The red distribution is the 'actual' distribution. It represents the spread in 5-on-4 shooting percentage among NHL teams for the 2008-09 regular season. That mini-peak on the far right of the graph represents Philadelphia, who led the league with a gaudy 5-on-4 shooting percentage of 0.181.
This graph is a 'smoothed' version of the above graph. The blue distribution required no smoothing and is therefore identical to the one above.
However, the red distribution did require smoothing. Thus, the red distribution in this graph is simply a normal distribution with a mean of ~0.128 and standard deviation of 0.02. Why 0.02? That was the standard deviation in 5-on-4 shooting percentage among NHL teams during the 2008-09 season.
Here's the raw data. It's more or less self-explanatory.
The first two columns are the start and end points for the percentage 'ranges' (it's hard to make sense of non-discrete data). The 'actual' column -- the third one from the left -- shows the numerical distribution in 5-on-4 shooting percentage for the 2008-09 season. So, for example, one team in the NHL had a shooting percentage between 0.18 and 0.185 this season. The 4th column merely shows the relative frequency of the third column values.
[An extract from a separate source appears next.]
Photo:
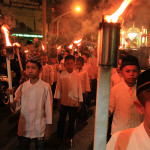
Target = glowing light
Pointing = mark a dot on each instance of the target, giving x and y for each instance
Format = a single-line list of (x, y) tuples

In terms of the predicted values, the 5th column shows the frequency of each percentage range for the 100 simulated seasons, while the 6th column expresses those values as a relative frequency. So, for example, out of the 3000 simulated team-seasons (100 seasons * 30 teams = 3000 team-seasons), two teams had a shooting percentage falling between 0.165 and 0.170.
The final column merely shows the numerical distribution in shooting percentage in a hypothetical 30 team league where each team has the same underlying shooting percentage. This allows for a comparison to be made with the actual distribution, shown in the 3rd column.
Finally, the supplemental data. For each of the 100 simulated seasons, I calculated the standard deviation in shooting percentage among the teams. 'PREDICTED ST DEV MEAN' is the average standard deviation over the 100 seasons. 'PREDICTED ST DEV MIN' is the minimum standard deviation for the 100 seasons. 'PREDICTED ST DEV MAX' is the maximum standard deviation for the 100 seasons. 'ACTUAL ST DEV' is the standard deviation in 5-on-4 shooting percentage among NHL teams for the 2008-09 regular season.
The fact that the actual standard deviation is larger than the maximum standard deviation for any of the simulated seasons is fairly conclusive proof that randomness alone cannot account for the inter-team variation in 5-on-4 shooting percentage. For what it's worth, when I did my analysis on the effect of randomness on EV shooting percentage, some of the simulated seasons had a larger standard deviation than the actual standard deviation.
Lastly, the final row shows the inter-year correlation -- that is, for 0708 and 0809 -- in 5-on-4 shooting percentage at the team level. The value is non-trivially positive, which lends support to my above finding that teams can reliably influence their 5-on-4 shooting percentage.* Not surprisingly, the Flyers were tied for the league lead in 5-on-4 shooting percentage last season.
*On the other hand, Tyler at mc79hockey, in a post examining this type of thing at the start of the 2008-09 season, found an inter- year correlation that was somewhat lower, on the order of ~0.30.
Also relevant and of interest:
Vic Ferrari, in the comments section of this post -- in which he examines the ability of individuals player to effect PK SV% --, reports that individual Oilers had a substantial effect on powerplay shooting percentage while on the ice. This tends to support the idea that powerplay shooting percentage is highly non-random in its distribution.